You can be grateful of what you have and still be sad or in pain. Those are natural human emotions.
It still hurts to lose your job. It is a shock to your system when most of your ways of coping and treatment disappear almost overnight.
My personal coping with depression involves medicine and therapy.
It also involves sticking to a sleep schedule and getting at least 7 hours a night. It involves keeping my life as low stress as possible and having the security of a job for the income and purpose to get out of bed. It involves meditation and yoga routines, jogging, hiking and getting time in nature. Expressing my emotions by playing music, and the important connection of playing with others. Playing the drums is my zen zone and vital to my well-being. It actually takes a lot of time, effort, money and sacrifice for me to live healthily with depression.
Please remember depression is a legitimate illness. It is not a lack of positive thinking and it is not a lack of gratitude. It is medical condition and is treated with a mix of different coping skills, medicines, therapy, ect.
It also isn’t just “being sad.” Often it is a lack of emotions, apathy about living, constant numbness. It has physical symptoms too, like your limbs feel like weights you can hardly lift, and getting out of bed can seem impossible. Standing in the shower hurts. It can take so much effort to do the smallest tasks. Living itself is simply painful.
When I am in moderate depression I will gain a couple pounds and get lazy, over eat sugar, sleep too much and cry.
However, when I am in severe depression I lose weight because I loose my appetite, I can’t eat or sleep well, and I also loose any interest in life and the things I normally enjoy. I can’t cry, I feel detached.

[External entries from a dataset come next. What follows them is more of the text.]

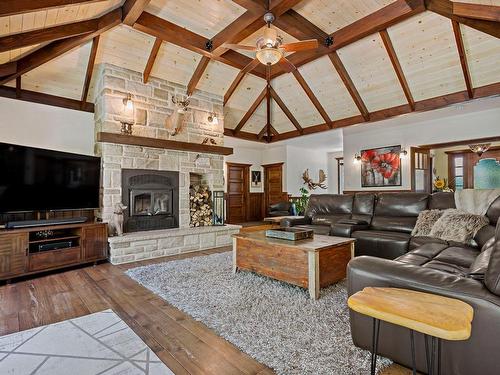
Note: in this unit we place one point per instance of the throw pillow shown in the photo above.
(458, 226)
(425, 221)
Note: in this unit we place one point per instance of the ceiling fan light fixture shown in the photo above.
(480, 148)
(269, 56)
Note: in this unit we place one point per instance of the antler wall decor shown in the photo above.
(313, 185)
(173, 123)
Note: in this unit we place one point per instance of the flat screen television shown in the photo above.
(34, 179)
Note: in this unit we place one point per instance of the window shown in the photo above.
(457, 177)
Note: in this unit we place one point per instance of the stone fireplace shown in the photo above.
(154, 182)
(152, 199)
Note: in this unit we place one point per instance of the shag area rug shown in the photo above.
(95, 344)
(275, 323)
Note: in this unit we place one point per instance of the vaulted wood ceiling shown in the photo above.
(387, 57)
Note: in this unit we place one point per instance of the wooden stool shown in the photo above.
(434, 316)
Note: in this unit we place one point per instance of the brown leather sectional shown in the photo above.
(396, 259)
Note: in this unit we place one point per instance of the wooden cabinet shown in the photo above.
(13, 254)
(36, 249)
(94, 242)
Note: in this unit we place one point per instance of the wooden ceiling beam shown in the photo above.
(264, 131)
(302, 82)
(41, 98)
(299, 27)
(285, 110)
(477, 11)
(251, 110)
(48, 34)
(463, 57)
(373, 23)
(239, 78)
(389, 47)
(349, 84)
(169, 32)
(198, 73)
(132, 9)
(445, 9)
(151, 59)
(268, 112)
(90, 69)
(58, 48)
(12, 7)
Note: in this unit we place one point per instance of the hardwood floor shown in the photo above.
(183, 344)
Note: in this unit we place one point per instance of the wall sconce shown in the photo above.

After I lost my job I was staying so mentally positive, looking on the bright side, being mindful and staying grateful. I was counting my blessings and reminding myself that I will be ok.
I also noticed I wasn’t sleeping, I was not eating much, and I was losing weight fast. I disassociated from the emotions of losing my job, hiking, and live music, the sudden financial stress, and I focused on the positive, but still my body was in depression.
About a week later the pain welled up to the point I couldn’t repress it anymore and BAM!!! I cried for 2 like days, and that was OK people, because it does hurt to loose your job, your ability to play music with people, hugs, and all the associated stress of this situation. It is OK to have negative feelings at times like these. It is OK to cry and express pain. It is OK to have conversations that are not all positive and bright.
Those tough conversations are needed right now for many people. People need to express their pain right now, not hide it for fear of being judged for it.
I am strong and my awareness of my illness, my medication, and my daily routines help me so much. But other people suffering right now may not have these support systems. Some people suffering right now may not even be aware what they are feeling is depression. Also, many people are also dealing with grief at this point in time.
So, to anyone who is judging sad and grieving people, depressed people, or people voicing their hardships at the current situation for not being grateful enough, that isn’t what is needed right now.
Instead of telling people what they should be grateful for, trying telling them why you are grateful for them. That is something many people need to hear right now. Let people know why they are important to this world.
Reach out to a friend and really ask how they are doing if you think they are having trouble. Reach out to friends you may never even think are having trouble too. Many of us are great at hiding our depression, we have been doing it for years.
Please listen to each other and be compassionate and understanding at this time.